Le gouvernement somalien dément vigoureusement et assure qu'aucun soldat somalien n'a combattu au Tigré, où le gouvernement fédéral éthiopien a lancé en novembre une opération militaire contre les forces de sécurité régionales pour renverser les dirigeants locaux qui contestaient son autorité.
L'affaire suscite l'émotion en Somalie et la pression monte pour expliquer le sort des disparus, dans un pays qui se prépare à des élections tendues, déjà plusieurs fois reportées.
Les familles ont saisi les parlementaires: la commission des Affaires étrangères a écrit au chef de l'Etat somalien, Mohamed Abdullahi Mohamed, surnommé "Farmajo", pour s'enquérir du "nombre de soldats formés en Erythrée" et savoir "quand ils doivent rentrer au pays".
"La dernière fois que j'ai parlé à mon fils, c'était il y a 22 jours", raconte à l'AFP Hussein Ibrahim.Au lieu de s'entraîner au Qatar, comme initialement prévu, le jeune soldat avait alors atterri en Erythrée.
- "Propagande" -
"Il allait bien mais il était inquiet car certains de ses camarades avaient été envoyés hors du camp, sans qu'il sache où", reprend son père.
Depuis, "je ne sais pas à qui m'adresser pour savoir ce qui lui est arrivé.Il y a des informations partout selon lesquelles ceux qui étaient en Erythrée ont été envoyés combattre en Ethiopie et que certains sont morts".
Des récits qualifiés de "propagande" par le ministre somalien de l'Information, Osman Abukar Dubbe."Il n'y a pas eu de troupes somaliennes combattant au Tigré et le gouvernement éthiopien n'a fait aucune requête en ce sens", a-t-il assuré le 19 janvier.
Un haut gradé somalien a confirmé à l'AFP que certaines recrues avaient été envoyées se former en Erythrée."Mais ces informations à propos de soldats somaliens engagés au Tigré sont sans fondement", affirme-t-il sous couvert d'anonymat.
Alors, qu'est-il advenu des disparus?"Il faut que le président somalien entende notre appel et nous dise si nos enfants sont en vie ou non", supplie Fadumo Moalim Abdulle, dont le fils a été envoyé en Erythrée.

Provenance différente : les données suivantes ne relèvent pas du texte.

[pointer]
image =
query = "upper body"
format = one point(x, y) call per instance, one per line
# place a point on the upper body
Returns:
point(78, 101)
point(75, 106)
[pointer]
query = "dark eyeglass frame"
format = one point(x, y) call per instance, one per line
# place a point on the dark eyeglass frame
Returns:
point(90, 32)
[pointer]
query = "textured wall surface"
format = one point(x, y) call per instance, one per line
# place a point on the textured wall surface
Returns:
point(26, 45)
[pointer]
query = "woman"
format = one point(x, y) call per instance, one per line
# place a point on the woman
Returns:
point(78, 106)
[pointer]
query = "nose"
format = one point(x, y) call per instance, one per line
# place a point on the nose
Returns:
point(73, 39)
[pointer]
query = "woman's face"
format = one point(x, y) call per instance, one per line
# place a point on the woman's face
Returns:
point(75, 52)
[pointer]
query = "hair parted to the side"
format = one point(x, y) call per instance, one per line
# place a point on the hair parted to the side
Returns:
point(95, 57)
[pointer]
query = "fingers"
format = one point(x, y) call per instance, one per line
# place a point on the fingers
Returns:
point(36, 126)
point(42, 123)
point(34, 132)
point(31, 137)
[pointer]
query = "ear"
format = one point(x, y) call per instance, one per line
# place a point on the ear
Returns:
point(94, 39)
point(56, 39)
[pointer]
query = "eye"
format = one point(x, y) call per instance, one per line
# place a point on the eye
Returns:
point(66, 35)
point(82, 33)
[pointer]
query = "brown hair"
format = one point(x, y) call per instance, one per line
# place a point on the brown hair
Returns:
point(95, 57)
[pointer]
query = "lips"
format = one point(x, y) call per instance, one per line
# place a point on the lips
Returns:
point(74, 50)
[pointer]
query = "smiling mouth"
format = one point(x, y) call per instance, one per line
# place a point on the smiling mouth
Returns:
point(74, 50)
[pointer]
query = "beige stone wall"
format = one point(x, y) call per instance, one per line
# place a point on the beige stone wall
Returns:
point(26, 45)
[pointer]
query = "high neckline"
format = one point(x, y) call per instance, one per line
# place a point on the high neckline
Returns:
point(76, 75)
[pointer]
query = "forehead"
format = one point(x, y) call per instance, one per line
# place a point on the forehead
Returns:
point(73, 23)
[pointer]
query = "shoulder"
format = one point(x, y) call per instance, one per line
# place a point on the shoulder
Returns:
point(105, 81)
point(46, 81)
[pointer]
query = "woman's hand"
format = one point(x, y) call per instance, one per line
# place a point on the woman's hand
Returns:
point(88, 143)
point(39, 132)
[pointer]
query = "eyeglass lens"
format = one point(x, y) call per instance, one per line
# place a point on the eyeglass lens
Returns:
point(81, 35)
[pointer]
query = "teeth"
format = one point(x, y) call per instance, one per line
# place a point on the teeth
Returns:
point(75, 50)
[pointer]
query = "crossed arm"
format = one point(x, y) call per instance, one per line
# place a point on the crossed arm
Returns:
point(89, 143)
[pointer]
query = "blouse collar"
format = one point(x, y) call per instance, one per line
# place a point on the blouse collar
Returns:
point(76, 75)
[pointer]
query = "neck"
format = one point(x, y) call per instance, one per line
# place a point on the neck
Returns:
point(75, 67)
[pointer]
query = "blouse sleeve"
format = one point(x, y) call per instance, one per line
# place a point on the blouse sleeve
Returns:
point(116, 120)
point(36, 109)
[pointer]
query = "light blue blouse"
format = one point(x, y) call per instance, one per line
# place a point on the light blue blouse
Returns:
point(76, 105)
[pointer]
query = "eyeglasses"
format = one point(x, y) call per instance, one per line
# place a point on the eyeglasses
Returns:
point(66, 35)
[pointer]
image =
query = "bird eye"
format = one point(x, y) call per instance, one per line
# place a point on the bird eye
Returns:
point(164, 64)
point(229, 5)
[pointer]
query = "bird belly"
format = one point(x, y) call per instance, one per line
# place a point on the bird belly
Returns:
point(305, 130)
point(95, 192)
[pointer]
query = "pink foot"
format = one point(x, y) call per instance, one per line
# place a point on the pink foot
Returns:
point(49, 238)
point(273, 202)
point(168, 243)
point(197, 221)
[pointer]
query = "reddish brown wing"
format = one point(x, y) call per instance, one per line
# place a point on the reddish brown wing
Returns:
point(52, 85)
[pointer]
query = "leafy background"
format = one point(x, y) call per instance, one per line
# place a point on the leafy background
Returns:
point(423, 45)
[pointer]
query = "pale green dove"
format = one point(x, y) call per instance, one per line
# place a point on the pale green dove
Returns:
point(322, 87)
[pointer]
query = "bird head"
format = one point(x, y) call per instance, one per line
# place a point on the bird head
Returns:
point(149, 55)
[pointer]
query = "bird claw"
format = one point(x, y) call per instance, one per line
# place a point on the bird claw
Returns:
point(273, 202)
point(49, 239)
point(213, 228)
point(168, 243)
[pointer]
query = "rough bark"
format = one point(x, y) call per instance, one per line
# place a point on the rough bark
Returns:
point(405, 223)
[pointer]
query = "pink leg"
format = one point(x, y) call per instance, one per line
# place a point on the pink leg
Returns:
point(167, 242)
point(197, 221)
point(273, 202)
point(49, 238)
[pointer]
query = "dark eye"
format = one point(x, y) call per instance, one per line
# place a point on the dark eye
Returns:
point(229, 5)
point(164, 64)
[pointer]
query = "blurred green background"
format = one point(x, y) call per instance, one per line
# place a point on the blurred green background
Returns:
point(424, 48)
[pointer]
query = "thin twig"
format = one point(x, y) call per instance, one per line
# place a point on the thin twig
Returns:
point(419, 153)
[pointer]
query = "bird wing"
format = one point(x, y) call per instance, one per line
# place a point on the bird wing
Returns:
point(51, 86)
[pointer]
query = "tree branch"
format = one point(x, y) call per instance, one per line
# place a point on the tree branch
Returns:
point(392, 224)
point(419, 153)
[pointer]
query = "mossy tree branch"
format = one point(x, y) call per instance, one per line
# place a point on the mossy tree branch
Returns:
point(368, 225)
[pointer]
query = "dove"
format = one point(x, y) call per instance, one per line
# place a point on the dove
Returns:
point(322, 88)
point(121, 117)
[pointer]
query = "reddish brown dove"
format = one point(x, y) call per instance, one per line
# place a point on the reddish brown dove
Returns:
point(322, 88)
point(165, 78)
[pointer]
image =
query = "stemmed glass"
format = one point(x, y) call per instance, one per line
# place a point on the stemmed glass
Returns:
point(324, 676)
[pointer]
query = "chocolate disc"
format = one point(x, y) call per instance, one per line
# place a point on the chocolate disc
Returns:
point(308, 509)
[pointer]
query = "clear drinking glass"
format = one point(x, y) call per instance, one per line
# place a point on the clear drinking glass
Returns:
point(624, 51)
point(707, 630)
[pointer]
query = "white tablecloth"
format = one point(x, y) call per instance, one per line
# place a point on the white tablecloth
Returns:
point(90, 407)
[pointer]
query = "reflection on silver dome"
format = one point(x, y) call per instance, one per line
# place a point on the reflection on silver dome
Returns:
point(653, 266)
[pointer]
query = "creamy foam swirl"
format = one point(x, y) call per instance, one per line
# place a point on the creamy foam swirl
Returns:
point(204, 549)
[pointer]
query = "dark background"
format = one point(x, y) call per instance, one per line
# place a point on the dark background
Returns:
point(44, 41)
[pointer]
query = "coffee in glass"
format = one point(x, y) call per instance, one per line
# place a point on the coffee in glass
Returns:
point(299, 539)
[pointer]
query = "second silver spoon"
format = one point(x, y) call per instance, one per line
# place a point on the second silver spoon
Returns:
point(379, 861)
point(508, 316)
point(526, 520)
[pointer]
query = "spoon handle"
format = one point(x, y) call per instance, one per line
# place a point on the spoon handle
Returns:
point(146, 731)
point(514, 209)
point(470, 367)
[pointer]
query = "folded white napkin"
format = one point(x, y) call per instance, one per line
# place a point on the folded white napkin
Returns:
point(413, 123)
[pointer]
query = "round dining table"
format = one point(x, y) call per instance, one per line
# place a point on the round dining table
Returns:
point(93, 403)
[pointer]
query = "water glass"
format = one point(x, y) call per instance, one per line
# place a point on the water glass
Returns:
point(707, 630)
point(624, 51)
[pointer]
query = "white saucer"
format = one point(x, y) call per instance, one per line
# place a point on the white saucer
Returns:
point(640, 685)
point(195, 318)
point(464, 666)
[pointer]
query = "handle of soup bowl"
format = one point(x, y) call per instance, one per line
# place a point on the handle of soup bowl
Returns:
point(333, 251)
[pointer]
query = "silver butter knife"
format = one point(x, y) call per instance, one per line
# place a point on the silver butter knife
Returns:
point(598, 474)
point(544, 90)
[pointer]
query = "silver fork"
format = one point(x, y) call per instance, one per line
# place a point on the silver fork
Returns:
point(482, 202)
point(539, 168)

L'ancien chef adjoint du renseignement somalien, Abdisalam Guleid, assure à l'AFP que "la Somalie a bien pris part à ce conflit (au Tigré) et que beaucoup de soldats sont morts", selon ses contacts au sein des services secrets éthiopiens.
- Régionalisation du conflit -
Le Premier ministre éthiopien Abiy Ahmed a proclamé fin novembre la fin du conflit au Tigré, lorsque l'armée fédérale a pris la capitale régionale Mekele.Mais certains dirigeants du Front de libération du peuple du Tigré (TPLF), parti qui dirigeait la région, ont fui et promis de poursuivre la lutte contre Addis Abeba.
Ce conflit a fait "plusieurs milliers de morts", selon l'International Crisis Group (ICG), mais un bilan précis est pour l'instant impossible à établir, dans cette région qui demeure difficile d'accès.
Dès novembre, certains observateurs redoutaient une potentielle régionalisation de ce conflit, susceptible de déstabiliser la Corne de l'Afrique.
Mi-janvier, le gouvernement éthiopien a réfuté la présence de troupes somaliennes au Tigré et continué de nier l'implication de l'Erythrée voisine à ses côtés dans le conflit, malgré les forts soupçons de la communauté internationale et d'organisations humanitaires.
"L'Ethiopie n'a jamais invité les pays voisins, ni aucun autre, à prendre part à ce conflit", a expliqué le porte-parole du ministère éthiopien des Affaires étrangères, Dina Mufti.
Le régime d'Asmara est l'ennemi juré du TPLF depuis la guerre ayant opposé l'Erythrée et l'Ethiopie entre 1998 et 2000, au temps où le tout-puissant parti tigréen contrôlait tous les leviers du pouvoir à Addis Abeba.
Premier ministre depuis 2018, M. Abiy a peu à peu marginalisé l'ancienne élite tigréenne, tout en opérant un rapprochement historique avec l'Erythrée, ce qui lui a notamment valu le prix Nobel de la paix en 2019.
Il a également signé un accord de coopération tripartite entre son pays, l'Erythrée et la Somalie.
Selon un analyste de la région, l'envoi au Tigré d'un petit contingent de soldats somaliens entraînés par l'Erythrée est plausible, Asmara ayant déjà utilisé des soldats étrangers placés sous son autorité pour servir ses propres intérêts.
"Il est clair que des soldats (somaliens) sont partis en Erythrée.Certains sont revenus", explique-t-il à l'AFP sous couvert d'anonymat."Mais le gouvernement n'a jamais donné de détails sur ces troupes (...) C'est silence radio".